障害者の子供2人居るだけで、お母さん何もやらなくてもいい。居てくれるだけで食べていける。もう一つは、自分に恐怖を覚えない。親が確実に先に死ぬという危機意識が持てない。
【天野】今は社会資源がそろっている。また養護学校は今すっきり分かれている。
身体障害者だけとか、知的障害者だけとか、重度心身障害者だけとか。異質なものとのぶつかり合いの中で自分の立場を自覚したり、差別を感じたり、いざこざがある中でもまれて育って、自己意識が芽生えるのだが、そのきっかけすらうまくつかめなくなっている。

■「支える、支えられる」をどう超えていくか
【酒井】世田谷で基準該当の小さな事業所をやっている。全員が知的障害をもっている8人ほどの自立生活を応援している。そのうち4人は24時間体制で支援体制を組んでいる。今日の話は参考になり、教えられることもあった。当時は、この社会の中で生きていくために介助者を自分の力で集めなければならなかったし、介助者は、差別に反対し、共に闘う同志にもなった。介助者集めは、そういう人間関係を作ることと同じことだった。介助は労働であると共に同志的人間関係作っていくもの、そこは大事。
 介助は労働、仕事であるという位置づけが今の制度の中でできている。契約制度はそれ自体大きな矛盾があるのだが、少なくとも「介助は労働だ」ということが大きく社会的に位置づけられてきている。介助を保障せよと皆さんが闘ったのは、公的な保障がなかったからであり、やらざるを得なかった。制度がなく何の保障もなかったから、自分でやるしかなかった。今は、それほど苦労しなくても一定の保障が誰でも受けられる。まだ十分ではないが、仕事として確立してきた。
 大事なことは、この社会の中で、介助が必要な人は誰でも介助を受けて、当たり前に生活できるということである。自分で集められない人、自己主張できない人、主に知的な障害を持っている人達とも私たちはこの社会の中で対等に生活していける、介助を全面的に受けながら生活していける、そういう社会になるべきだという考えで、事業所をやっている。それほど努力しなくても当たり前に介助を受けられるという仕組みは必要。
 70年代当時、介助というのは「手足でいい」という考えの人もいた。そういう主張を読んだこともある。その人達が言っていたのは、関根さんや天野さんが言っていたこととは違って、介助はあくまで手足のように自分のやりたいことを受身的にやってくれる人で、そういう人を使って自分は社会に出て行くというもの。
 今私が思うに、やはり知的な障害を持っている人達の介助に入ってもらうためには、どうしてもしっかり介助できる人でなければならないと痛切に思う。そういうことを抜きにしてしまうと、その人の生活を支えられない。その上で、単に手足ではない対等な関係性をどう作るかというのは、難しい課題だと思った。
【天野】両方必要。
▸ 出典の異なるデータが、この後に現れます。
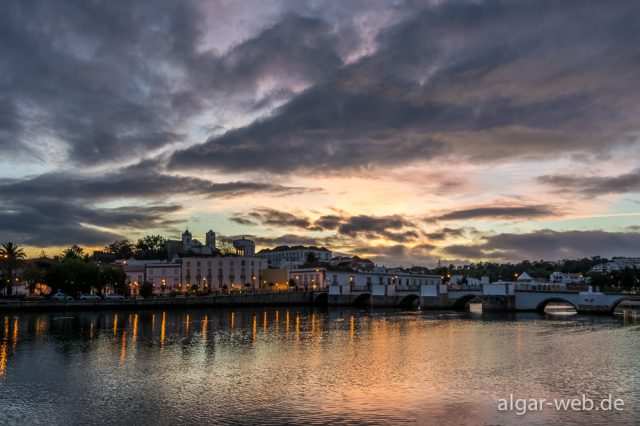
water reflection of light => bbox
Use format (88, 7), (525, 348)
(349, 315), (356, 341)
(0, 340), (7, 376)
(253, 314), (258, 344)
(132, 314), (138, 342)
(11, 317), (18, 352)
(118, 330), (127, 367)
(262, 311), (267, 336)
(202, 314), (209, 343)
(160, 312), (167, 352)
人間関係・介護技術・労働条件の安定もすべて必要。でもなお、本来的には、人間関係で超えていって欲しい。自己表現ができず、通行人を捕まえることができない人は最低限命の保障が必要だから、システムを充実完備しなければならないが、同時に教育もする、身分も保障していく。将来的には自由選択にして、力のある人はそれに任せるという方向が良いと思う。
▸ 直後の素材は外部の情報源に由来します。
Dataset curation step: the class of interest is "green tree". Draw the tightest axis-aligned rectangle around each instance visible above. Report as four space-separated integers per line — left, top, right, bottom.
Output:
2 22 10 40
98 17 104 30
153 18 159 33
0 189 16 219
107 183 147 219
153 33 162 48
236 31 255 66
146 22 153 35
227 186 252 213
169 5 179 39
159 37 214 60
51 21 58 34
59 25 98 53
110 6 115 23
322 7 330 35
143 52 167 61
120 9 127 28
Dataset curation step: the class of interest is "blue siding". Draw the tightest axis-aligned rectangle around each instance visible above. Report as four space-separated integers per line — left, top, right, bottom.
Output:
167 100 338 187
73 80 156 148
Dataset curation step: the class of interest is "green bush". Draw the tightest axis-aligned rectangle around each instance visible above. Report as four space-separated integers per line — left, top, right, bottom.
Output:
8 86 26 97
【関根】ニーズに合わせて、押し付けられるのではなく、選べるようにできればいい。介助者の方が働きかけなければ生活をつくっていくことのできない人もいれば、自己マネージメントができる人もいる。だからそれぞれが自分で選べるならだいぶ変ってくる。画一的な介助を押しつけられるのであれば、それはまさに施設にいるのと同じになってしまう。決め付けられるのは嫌だけど、自分で選べるようないくつかの素材を作ってもらうなら良いと思う。
 もう一点、これは前々から思っていたことだが、もし健全者がちゃんとポリシーを持ってこの仕事のプロになるのなら、健全者の運動として厚労省にも行って欲しい。要するに僕らが健全者の肩代わりをして運動している部分がある。ここまで高めてきたら健全者は健全者としての自尊心を持って闘うべきだと思う。自分が食うために、好きでこの仕事選んでいるわけだから、障害者運動ということだけではなく、自分の運動でもある。だからその辺をみんなが気づいてくれたらもっと強力な運動になっていくのではないかと思う。
 単なる介助で厚労省に行くのではなく、自分のこととして闘って欲しい。それを今まで肩代わりしてきたのがJILでありDPI。誰かがやらなければできなかったからやってきたが、地域にこれだけの障害者が生きていて、関わっている健全者は多数いるわけだから、障害者に頼らず、それぞれが主体性を持てば、いい共闘関係ができると思う。
【Eさん】職業的になっているという点。今の制度の中では、自立を目指すというのは知的の場合は、目指したくても目指せない。事業所に任せたのではもっとできない。結局(家族が)自分でやる方法も検討しなければならない。
【天野】個人が引き受けなければならないシステム自体がおかしい。知的障害は軽く見られてなおざりにされている。やはり身体障害の人がいかに繋がっていけるか。それはこちらの課題だと思う。

■代筆してくれない銀行
【Aさん】関根さんから便利と自由は違うという話があった。銀行の話が出たので一言。以前は名前も住所も銀行員が代筆して全部処理してくれた。最近は、一切代筆してくれなくなった。どこの銀行でも、同じ断り方をされてしまう。「できません。誰か他の人を連れてきてください」と。「できません」と言われると意地悪されているように感じる。ある銀行に行って、「あなたもきっと答えないのだろう」と、からかうつもりで聞いたら、その人はできない理由を教えてくれた。
「それをやるとクビになるかも知れない。警察が来て逮捕されるかも知れない」だから「勘弁して欲しい」という。金融庁の方からやらないようにというお達しがきているといわれた。ほとんどの行員は、その理由すら知らないまま対応しているのかも知れない。関根さんたちが言ったように、便利なようで不自由な世の中。どうやって打破するか僕も悩まされる。
【関根】セキュリティとかシステムが強化されればされるほど障害者は大変になってしまう。セキュリティを高めることは必要かもしれないが、ある意味、そこまでセキュリティを高めなければいけないというのは、人間関係の崩壊でもある。
【関根】今日は色んな問題が出た。こういう機会は定期的にやらないと磨耗してしまう。今日は一回目だから、多くの問題提起をした。ひとつずつ考える場というのが、なかなかなかった。障害者運動も衰退していく中で、こういう話をする機会というのは今後ますます必要になっていく。たまたま今回はこの3人で行ったが、別の提起者で、また集まる機会を持ちたい。